Akiba tapped as Japan’s next national security chief

Yomiuri Shimbun file photos
Shigeru Kitamura, left, and Takeo Akiba

The government plans to retire Shigeru Kitamura, secretary general of the National Security Secretariat (NSS), this summer and appoint Vice Foreign Minister Takeo Akiba as his successor.

Kitamura, now 64, is a former National Police Agency official with a long career in the security field. After rising through the ranks at the agency, he earned the trust of then Prime Minister Shinzo Abe, as a secretary during Abe’s first stint in office from 2006 to 2007, before serving as director of Cabinet Intelligence for nearly eight years. In September 2019, he assumed his current post as NSS secretary general during Abe’s fourth cabinet, replacing inaugural NSS chief Shotaro Yachi.

During his tenure at the secretariat, Kitamura promoted economic security policies to stem the outflow of

advanced Japanese technology to foreign powers, and stewarded the establishment of an economic policy division within the NSS in April last year.
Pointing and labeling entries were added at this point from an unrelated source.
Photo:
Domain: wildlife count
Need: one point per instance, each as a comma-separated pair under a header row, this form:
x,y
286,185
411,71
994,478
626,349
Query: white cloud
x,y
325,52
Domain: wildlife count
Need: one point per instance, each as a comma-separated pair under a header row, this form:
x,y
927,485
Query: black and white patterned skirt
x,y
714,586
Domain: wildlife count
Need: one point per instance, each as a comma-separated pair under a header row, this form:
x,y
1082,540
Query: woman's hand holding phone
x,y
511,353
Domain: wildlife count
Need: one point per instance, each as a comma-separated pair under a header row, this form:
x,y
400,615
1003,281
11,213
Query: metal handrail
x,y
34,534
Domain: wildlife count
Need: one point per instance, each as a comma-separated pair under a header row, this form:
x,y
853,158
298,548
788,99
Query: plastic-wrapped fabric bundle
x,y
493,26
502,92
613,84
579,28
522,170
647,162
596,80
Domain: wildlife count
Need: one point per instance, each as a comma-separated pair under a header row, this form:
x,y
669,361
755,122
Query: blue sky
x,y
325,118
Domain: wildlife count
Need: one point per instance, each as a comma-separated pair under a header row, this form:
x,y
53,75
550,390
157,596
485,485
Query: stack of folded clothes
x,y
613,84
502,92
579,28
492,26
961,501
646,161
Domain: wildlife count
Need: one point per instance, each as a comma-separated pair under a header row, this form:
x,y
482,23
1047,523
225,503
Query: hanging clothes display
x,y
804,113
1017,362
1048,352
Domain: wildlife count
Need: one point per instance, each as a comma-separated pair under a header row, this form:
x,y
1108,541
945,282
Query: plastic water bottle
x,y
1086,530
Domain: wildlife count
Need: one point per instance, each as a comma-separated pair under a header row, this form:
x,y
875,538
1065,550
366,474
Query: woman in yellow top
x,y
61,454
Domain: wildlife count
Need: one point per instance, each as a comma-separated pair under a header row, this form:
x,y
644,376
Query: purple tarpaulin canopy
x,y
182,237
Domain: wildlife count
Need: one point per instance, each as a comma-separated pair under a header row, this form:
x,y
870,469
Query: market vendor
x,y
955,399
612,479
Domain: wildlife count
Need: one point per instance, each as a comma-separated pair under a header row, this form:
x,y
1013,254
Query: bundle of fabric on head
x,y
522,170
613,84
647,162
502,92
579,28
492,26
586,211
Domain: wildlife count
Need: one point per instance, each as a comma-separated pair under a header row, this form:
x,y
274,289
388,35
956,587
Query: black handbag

Akiba, 62, will become the second former vice foreign minister to serve as NSS chief, after Yachi, in a reshuffling poised to consolidate the ministry’s influence on the NSS. Cabinet approval of the nomination is expected as early as this week.

A highly trusted member of Prime Minister Yoshihide Suga’s circle, Akiba took over as vice minister in January 2018. During his tenure, he served as a driving force behind the “free and open Indo-Pacific” initiative proposed by Japan and adopted by the United States.

On April 16, Akiba became the longest-serving vice foreign minister in the postwar era, surpassing the 1,183 days in office logged by Nobuhiko Ushiba during the Eisaku Sato administration.

As Akiba’s successor, the government plans to appoint Senior Deputy Foreign Minister Takeo Mori, 60, a former director general of the North American Affairs Bureau.